Este avanço em profundidade deixou surpresos analistas, num conflito que se tornara uma guerra de atrito, com linhas da frente quase estáticas, após o falhanço das ambiciosas manobras russas contra Kiev e Kharkiv. O ataque ucraniano é descrito como tendo sido encabeçado por um «poderoso punho blindado», explicou Rob Lee, investigador sénior do Foreign Policy Research, no Twitter, tendo 15 tanques ucranianos rumado para a aldeia de Balakliia, sob ocupação russa, que foi cercada, estando a decorrer aqui os combates mais ferozes.
O choque dos invasores aumentou ainda mais quando se aperceberam de que a sua aviação não conseguiria varrer o avanço ucraniano. As forças russas continuam a estar em vantagem nos céus, mas os ucranianos tinham transportado discretamente para a área grandes quantidades de defesas anti-aéreas, protegendo o seu contra-ataque, naquilo a que os militares costumam chamar de uso de armas combinadas.
Pensa-se que esta parte da linha da frente estivesse a ser guarnecida sobretudo por unidades da Guarda Nacional da Rússia, que é dada como estando com uma moral particularmente baixa e a sofrer deserções, dispondo de artilharia insuficiente na região.

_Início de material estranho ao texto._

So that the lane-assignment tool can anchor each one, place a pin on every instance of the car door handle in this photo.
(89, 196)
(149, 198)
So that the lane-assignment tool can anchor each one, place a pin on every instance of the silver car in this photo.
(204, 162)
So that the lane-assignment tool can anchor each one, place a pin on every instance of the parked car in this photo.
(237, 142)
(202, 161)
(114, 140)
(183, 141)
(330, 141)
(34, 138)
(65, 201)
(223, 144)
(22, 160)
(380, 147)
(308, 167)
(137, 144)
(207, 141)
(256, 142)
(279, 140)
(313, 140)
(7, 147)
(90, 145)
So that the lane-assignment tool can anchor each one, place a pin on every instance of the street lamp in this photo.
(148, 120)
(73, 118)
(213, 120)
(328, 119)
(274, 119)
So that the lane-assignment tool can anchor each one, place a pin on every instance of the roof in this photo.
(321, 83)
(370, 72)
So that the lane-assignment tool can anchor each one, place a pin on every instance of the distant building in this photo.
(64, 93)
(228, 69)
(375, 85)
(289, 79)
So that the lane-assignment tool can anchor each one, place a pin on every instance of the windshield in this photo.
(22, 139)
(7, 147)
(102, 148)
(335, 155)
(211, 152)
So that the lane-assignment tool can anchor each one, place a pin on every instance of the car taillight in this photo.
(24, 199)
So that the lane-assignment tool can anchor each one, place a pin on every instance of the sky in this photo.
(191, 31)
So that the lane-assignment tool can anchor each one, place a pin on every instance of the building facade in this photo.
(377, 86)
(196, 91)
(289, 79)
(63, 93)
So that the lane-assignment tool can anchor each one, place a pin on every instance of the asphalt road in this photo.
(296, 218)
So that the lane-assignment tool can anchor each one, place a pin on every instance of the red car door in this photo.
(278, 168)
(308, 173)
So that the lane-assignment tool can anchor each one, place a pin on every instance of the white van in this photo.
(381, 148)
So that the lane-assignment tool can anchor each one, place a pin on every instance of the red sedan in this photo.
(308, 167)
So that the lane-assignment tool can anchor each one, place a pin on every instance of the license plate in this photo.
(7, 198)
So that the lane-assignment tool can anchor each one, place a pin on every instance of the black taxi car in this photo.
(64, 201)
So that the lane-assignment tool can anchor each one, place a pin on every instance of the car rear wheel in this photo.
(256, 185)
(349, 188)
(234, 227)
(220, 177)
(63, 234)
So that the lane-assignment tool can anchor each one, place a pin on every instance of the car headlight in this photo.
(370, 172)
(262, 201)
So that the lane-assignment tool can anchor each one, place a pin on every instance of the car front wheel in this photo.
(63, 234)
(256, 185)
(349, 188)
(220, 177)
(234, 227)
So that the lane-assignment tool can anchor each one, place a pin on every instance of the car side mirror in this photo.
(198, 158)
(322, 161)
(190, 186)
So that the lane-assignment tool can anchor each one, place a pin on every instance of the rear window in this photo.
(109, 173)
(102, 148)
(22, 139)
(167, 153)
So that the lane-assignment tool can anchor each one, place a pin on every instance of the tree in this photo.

Já as forças ucranianas não hesitaram em aproveitar-se disso.
«O pressuposto é que a Ucrânia tirou vantagem do reposicionamento dos russos para longe do norte e leste da vasta linha da frente para lançar este ataque surpresa», explicou o editor para a Defesa e Segurança do Guardian, Dan Sabbagh, referindo-se ao foco dos invasores na cidade de Bakhmut, em Donetsk, que já tentam conquistar há semanas, martelando-a sistemática e lentamente com bombardeamentos maciços, tentando aproximar-se de Kramatorsk, o grande ponto de abastecimento das forças ucranianas no Donbass.
Já o contra-ataque no sudeste deixou claro que a Ucrânia «está disposta a ser flexível e oportunista», notou Sabbagh. «E que qualquer pessoa que esteja segura de saber a estratégia de Kiev deveria em vez disso estar disposta a ser surpreendida».
Entretanto, com as forças ucranianas a tomar decididamente a iniciativa, o Kremlin arrisca ter de estar a apagar fogos, tendo de decidir se move tropas para o sudeste de Kharkiv, se continua a apostar no seu assalto a Bakhmut ou se reforça Kherson, no sul. Nesta frente, as forças russas também não têm tido muito boas notícias, tendo as forças armadas ucranianas anunciado esta quinta-feira ter avançado dezenas de quilómetros em direção à cidade, que tentam isolar da península da Crimeia, principal ponto de abastecimento dos russos nesta região.